Hitherto, the basic deal for those who post their work on the internet has been
that, in exchange for their efforts, they receive cash from advertising,
subscriptions, or sponsorships. If Trump’s vision were to prevail, that deal
would end in an instant. Suppose, by way of example, that a person knows a
great deal about whiskey, and over time has painstakingly built an enormous
online database that features useful information about every bottle currently
on sale. Presently, such an individual has three choices: He can release his
information to the public free of charge while covering his site in
advertisements; he can hide all (or some of) the information behind a paywall
and sell memberships to those who are willing to pay to access it; or he can
institute some combination of the two. Furthermore, if a third party steals his
information and attempts to monetize it himself, he can sue that person,
thereby guaranteeing that, to obtain the data he has created, consumers are
obliged to visit his site, and his site alone.
Unchecked, AI destroys all that. The primary problem is
obvious: if, instead of searching for, and then visiting, the websites of those
who are doing the work in a given area, users can simply ask an AI chatbot to
relate what it has scraped and retained, then the work-reward relationship is
irreparably broken. As a basic moral matter, it is unjust for the owner of a
given AI system to sell monthly subscriptions to information that was taken
without recompense from its authors. Fundamentally, there is no difference
between an AI doing that and an AI buying a single copy of a new book, scraping
it from cover to cover, and then offering it for free on its service. There is
not a writer in the world who would agree to put in the effort within such a
system.
Which, in turn, yields a secondary — and potentially
intractable — problem for AI itself: if, in response to the mass scraping of
the internet, all the useful information is either hidden away or not generated
in the first instance, then, over time, there will be nothing for AI to train
itself on, and its value will be considerably diminished. Google’s dual role as
a provider of search results and a purveyor of advertisements has led to
some strange distortions in the market — Google’s search engine rewards sites
with more text, because that creates more space for its ads, which is why every
recipe you look up begins with a 2,000-word introduction about the history of
Sicily — but, at root, the two incentives are aligned. This is not so with AI,
which, in its present form, is behaving like a locust swarm that descends upon
a host, gorges itself, and then wonders why the food is getting scarce.

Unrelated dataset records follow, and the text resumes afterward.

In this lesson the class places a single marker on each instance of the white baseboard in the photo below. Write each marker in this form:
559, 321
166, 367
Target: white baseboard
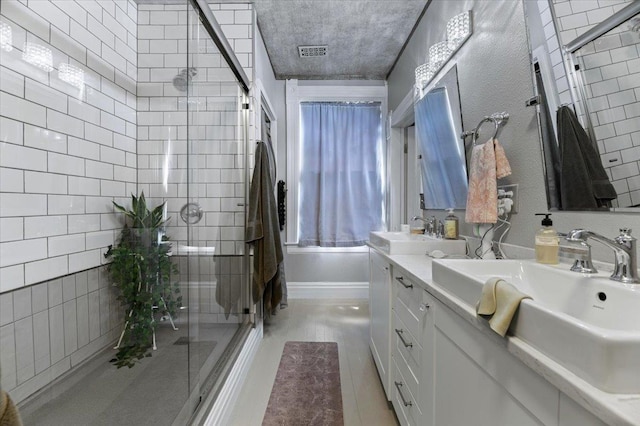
328, 290
222, 409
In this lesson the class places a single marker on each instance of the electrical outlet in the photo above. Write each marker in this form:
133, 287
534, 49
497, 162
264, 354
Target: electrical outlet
513, 188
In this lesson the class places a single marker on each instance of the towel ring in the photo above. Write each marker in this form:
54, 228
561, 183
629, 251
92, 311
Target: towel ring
496, 123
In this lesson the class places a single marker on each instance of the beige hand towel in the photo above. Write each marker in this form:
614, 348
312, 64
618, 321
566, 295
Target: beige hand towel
498, 303
488, 163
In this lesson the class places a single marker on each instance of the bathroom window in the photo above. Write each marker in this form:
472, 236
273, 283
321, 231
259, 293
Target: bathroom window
341, 185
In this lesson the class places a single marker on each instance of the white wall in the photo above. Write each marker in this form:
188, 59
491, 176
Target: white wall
494, 75
65, 152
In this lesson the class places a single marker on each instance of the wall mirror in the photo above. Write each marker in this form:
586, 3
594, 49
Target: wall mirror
595, 69
442, 155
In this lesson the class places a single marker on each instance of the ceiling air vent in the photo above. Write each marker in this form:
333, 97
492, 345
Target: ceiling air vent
312, 51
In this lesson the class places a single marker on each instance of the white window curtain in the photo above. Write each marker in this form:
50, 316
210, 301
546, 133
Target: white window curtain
341, 187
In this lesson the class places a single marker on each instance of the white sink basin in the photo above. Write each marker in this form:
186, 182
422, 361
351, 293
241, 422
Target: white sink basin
404, 243
586, 322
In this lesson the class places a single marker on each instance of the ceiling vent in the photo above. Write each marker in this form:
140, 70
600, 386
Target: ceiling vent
312, 51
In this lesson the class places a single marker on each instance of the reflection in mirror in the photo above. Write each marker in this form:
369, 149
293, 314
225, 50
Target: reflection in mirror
438, 128
602, 88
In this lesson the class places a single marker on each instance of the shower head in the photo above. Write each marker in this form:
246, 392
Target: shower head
182, 80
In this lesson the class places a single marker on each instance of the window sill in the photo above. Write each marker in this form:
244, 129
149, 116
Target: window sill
293, 248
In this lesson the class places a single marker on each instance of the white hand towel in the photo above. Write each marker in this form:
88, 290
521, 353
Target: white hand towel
498, 303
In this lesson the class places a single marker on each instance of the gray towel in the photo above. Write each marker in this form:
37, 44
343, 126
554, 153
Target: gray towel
584, 183
264, 233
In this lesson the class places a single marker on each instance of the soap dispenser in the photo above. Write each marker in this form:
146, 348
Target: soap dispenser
547, 242
451, 230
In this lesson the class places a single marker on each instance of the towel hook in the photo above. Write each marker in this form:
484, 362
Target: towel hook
477, 129
498, 119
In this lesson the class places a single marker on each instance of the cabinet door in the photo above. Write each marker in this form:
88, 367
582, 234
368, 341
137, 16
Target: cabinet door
426, 399
380, 316
479, 382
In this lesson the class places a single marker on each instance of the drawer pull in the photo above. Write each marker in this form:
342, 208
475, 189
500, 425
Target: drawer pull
404, 401
401, 281
404, 342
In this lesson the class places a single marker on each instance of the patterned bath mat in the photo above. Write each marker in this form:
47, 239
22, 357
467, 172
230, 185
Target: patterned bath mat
307, 387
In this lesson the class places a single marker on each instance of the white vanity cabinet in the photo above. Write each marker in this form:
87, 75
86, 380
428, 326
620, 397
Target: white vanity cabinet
447, 368
412, 343
380, 299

In the grand scheme of things, though, these are mere
gripes. They will be resolved because they have to be resolved, and what is not
resolved will yield swift, sometimes resentful, adaptation. There is no great
invention in the history of the world that has been abandoned because it was
annoying in its infancy, or because it prodded too hard at the status quo, or
because it incurred unpleasant costs on its way toward predominance. Like it or
not, we now live in the era of artificial intelligence. Will that make us
stupid and lazy? Will it exacerbate the gap between the smart and the dull?

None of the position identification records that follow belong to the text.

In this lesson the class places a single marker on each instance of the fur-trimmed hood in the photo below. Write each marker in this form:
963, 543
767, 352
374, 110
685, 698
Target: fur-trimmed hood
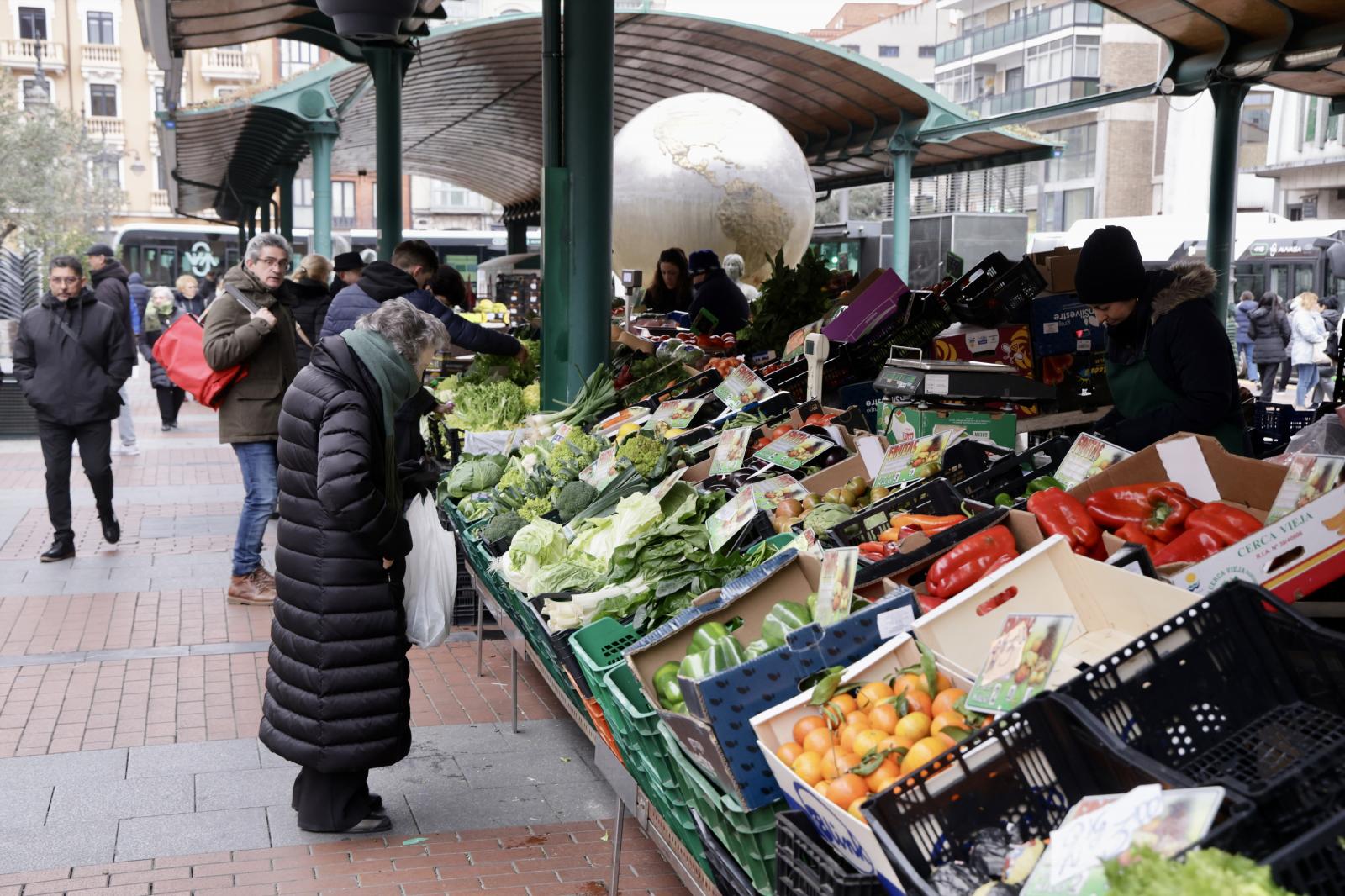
1184, 282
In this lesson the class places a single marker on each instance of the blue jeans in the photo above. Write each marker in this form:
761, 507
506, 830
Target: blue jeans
1308, 377
1246, 347
257, 461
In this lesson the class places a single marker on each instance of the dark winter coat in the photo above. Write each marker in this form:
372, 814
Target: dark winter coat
311, 300
65, 382
464, 334
721, 298
111, 286
251, 407
1241, 318
380, 282
1187, 345
338, 693
1270, 333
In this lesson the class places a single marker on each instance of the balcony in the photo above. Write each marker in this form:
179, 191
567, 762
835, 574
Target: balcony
1042, 96
230, 65
100, 55
24, 54
1067, 15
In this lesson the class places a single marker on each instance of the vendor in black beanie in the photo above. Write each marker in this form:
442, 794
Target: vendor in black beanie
1169, 362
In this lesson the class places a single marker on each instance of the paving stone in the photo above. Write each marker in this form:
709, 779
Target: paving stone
190, 833
131, 798
87, 768
214, 755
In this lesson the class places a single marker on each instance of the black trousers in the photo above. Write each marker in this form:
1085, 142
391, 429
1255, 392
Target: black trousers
170, 403
94, 454
331, 802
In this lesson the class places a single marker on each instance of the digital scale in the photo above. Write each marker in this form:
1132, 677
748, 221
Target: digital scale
916, 378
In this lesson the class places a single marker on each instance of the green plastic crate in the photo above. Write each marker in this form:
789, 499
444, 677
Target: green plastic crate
750, 835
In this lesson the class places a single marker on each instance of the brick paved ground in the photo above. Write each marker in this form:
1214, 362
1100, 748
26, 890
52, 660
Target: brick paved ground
131, 694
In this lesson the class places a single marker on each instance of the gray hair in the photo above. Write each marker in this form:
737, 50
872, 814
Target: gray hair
408, 329
266, 241
733, 266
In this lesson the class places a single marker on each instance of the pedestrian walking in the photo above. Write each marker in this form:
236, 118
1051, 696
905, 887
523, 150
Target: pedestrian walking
159, 315
111, 286
338, 694
1308, 345
1243, 340
1268, 324
262, 343
71, 356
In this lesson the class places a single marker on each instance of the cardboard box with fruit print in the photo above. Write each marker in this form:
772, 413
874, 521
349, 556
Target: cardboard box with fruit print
783, 734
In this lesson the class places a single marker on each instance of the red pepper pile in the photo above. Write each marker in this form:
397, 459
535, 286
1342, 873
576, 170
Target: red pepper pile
1169, 524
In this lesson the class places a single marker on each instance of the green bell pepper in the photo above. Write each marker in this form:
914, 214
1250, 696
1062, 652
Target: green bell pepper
784, 618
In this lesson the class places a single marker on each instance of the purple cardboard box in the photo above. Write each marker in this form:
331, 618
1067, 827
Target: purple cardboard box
871, 308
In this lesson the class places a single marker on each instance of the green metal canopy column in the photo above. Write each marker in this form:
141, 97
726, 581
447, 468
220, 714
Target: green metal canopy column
322, 138
1223, 186
588, 104
388, 66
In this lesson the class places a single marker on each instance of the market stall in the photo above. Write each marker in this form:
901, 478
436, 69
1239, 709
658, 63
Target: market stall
968, 665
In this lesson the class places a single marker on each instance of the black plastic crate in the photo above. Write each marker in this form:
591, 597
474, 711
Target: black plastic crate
934, 497
1237, 690
730, 878
1022, 774
804, 865
1315, 862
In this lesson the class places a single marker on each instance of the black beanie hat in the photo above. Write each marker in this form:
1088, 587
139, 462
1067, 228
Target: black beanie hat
1110, 268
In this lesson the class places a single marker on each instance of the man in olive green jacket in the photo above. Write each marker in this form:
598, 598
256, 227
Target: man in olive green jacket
261, 342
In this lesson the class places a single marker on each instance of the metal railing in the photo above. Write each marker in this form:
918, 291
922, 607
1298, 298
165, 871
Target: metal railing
1067, 15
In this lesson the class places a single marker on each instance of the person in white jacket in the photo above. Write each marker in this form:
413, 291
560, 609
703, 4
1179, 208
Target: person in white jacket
1308, 342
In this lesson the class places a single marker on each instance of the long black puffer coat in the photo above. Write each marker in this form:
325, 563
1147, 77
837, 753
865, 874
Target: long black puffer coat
338, 693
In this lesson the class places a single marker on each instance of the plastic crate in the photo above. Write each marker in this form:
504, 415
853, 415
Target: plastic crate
1315, 862
1237, 690
748, 835
930, 497
804, 865
730, 878
1022, 774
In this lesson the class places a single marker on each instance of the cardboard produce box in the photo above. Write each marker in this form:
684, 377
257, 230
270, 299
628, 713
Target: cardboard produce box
849, 835
716, 732
1111, 607
1009, 345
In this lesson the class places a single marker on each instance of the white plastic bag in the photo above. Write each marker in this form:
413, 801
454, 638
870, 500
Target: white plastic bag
430, 580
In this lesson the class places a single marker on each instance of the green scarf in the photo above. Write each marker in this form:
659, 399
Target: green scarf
397, 382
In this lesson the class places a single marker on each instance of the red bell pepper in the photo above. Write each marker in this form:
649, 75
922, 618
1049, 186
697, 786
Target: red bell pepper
1059, 513
1224, 522
968, 561
1190, 546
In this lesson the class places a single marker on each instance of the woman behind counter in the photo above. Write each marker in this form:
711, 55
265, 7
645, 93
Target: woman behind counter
1169, 365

Will it put pressure on the power grid? Yes. No. Perhaps. Who cares? We will
muddle through, as we did during the steam age, and the popularization of the
motorcar, and the explosion of television, and the coming of the smartphone,
and then, if we play our cards right, we will fix its flaws, dominate its
production, and harness its power. And Americans will do this like nobody else,
because we are Americans, and we were put on this earth to break through.